Lutheran pastoral care depends on this distinction. A person burdened by guilt needs the Gospel, an announcement of forgiveness, not a list of corrective steps. A person comfortable in sin needs the Law, not moral encouragement, but confrontation with God’s standard. Confusing these two words, or blending them into a single message of moral improvement, empties both of their distinctive power.

Andrew Farhat’s ministry, spanning the Wash Park campus, Renewal Church at the Highlands, and the Life Groups distributed throughout Denver, carries this Law-Gospel discipline into every setting. The 15 Life Groups active across the city offer one of the primary contexts where this theological lens is applied to the specific circumstances members face at home, at work, and in their communities. The congregation’s podcast extends the same teaching to listeners beyond the campuses, making the Law-Gospel distinction accessible to a wider audience through a format suited to daily life.

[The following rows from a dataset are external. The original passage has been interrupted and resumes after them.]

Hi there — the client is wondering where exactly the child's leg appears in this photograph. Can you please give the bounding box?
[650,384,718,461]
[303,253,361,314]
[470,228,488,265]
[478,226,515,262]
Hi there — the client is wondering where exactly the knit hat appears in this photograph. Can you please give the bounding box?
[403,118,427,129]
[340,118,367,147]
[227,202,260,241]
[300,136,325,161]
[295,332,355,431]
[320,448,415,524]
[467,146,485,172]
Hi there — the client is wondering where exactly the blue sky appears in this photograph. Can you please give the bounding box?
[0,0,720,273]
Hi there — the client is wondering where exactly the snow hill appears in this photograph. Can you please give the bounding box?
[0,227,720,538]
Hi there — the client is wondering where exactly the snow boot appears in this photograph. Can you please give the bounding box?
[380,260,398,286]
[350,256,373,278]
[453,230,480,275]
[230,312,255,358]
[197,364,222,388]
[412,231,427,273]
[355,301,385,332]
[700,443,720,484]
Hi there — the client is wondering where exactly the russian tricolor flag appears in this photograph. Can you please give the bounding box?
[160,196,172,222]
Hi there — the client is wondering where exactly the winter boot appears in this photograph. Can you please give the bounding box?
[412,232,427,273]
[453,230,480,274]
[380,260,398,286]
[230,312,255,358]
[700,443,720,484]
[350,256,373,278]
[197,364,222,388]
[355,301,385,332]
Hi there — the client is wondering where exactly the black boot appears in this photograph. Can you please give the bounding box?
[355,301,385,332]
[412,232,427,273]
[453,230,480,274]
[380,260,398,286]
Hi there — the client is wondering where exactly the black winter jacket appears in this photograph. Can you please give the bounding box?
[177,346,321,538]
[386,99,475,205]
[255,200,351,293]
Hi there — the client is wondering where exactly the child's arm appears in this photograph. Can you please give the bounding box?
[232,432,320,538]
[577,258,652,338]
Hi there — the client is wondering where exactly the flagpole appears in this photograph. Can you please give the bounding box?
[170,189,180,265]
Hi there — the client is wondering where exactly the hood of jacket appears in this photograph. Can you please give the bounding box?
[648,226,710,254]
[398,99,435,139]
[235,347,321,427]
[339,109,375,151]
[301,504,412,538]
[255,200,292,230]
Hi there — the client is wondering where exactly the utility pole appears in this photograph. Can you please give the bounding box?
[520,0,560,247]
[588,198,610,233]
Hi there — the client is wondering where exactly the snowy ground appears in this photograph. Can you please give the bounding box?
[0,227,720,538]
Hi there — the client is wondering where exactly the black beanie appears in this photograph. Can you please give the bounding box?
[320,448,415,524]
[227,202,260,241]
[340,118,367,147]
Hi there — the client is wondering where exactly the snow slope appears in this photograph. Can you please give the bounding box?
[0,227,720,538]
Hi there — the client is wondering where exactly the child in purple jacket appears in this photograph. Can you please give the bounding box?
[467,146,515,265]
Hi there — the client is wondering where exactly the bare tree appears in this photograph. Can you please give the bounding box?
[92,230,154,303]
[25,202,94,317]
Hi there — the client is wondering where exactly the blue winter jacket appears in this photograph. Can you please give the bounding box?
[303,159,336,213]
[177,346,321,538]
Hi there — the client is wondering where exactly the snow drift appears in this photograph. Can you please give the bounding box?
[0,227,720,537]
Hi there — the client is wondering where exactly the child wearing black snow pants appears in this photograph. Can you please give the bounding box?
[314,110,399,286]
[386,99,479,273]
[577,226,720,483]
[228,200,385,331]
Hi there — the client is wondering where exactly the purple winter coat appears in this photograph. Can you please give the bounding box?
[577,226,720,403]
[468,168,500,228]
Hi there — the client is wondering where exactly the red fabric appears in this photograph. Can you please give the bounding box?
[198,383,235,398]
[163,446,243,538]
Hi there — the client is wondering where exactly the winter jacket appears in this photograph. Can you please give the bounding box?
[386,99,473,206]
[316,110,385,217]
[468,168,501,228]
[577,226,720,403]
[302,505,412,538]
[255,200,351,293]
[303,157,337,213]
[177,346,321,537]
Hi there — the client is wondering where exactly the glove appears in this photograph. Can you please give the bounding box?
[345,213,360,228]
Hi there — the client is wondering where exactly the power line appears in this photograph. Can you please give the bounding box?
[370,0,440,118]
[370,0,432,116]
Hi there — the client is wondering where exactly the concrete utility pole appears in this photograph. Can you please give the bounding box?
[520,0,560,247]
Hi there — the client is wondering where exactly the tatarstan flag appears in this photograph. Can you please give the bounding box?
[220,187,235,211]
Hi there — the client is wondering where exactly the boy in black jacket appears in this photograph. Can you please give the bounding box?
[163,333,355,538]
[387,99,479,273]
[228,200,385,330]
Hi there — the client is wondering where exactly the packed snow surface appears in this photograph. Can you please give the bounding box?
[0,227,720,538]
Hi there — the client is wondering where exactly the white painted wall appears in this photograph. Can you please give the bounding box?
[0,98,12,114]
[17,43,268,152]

The Sacraments as Concrete Means of Grace

Lutheran theology insists that grace is not merely an abstract concept; it is delivered through specific, physical means. Baptism and the Lord’s Supper are not human declarations or symbolic gestures. They are acts of God, joined to visible elements, water, bread, wine, through which forgiveness is given to particular people in specific moments.

This sacramental realism distinguishes confessional Lutheranism from many Protestant traditions that treat the sacraments as commemorative acts. For Andrew Farhat and the congregation at St. John’s Church Denver, the sacraments structure worship and provide the concrete anchors of assurance that believers return to throughout their lives. A person doubting their forgiveness is not pointed inward to feelings or upward to spiritual experiences; they are pointed to their Baptism, where God spoke a word over them, and to the Lord’s Supper, where Christ gives His body and blood for the forgiveness of sins.

Faithful living, in this framework, includes regular participation in these means of grace. The congregation’s worship life at both Denver campuses reflects this conviction in the cadence of its liturgy and sacramental practice.

Vocation: Faithful Living in Ordinary Roles

One of the Reformation’s most practically significant contributions is the doctrine of vocation, the conviction that God calls every Christian to serve the neighbor through ordinary, daily roles. The parent, the teacher, the engineer, and the administrator all occupy callings through which God provides for the world.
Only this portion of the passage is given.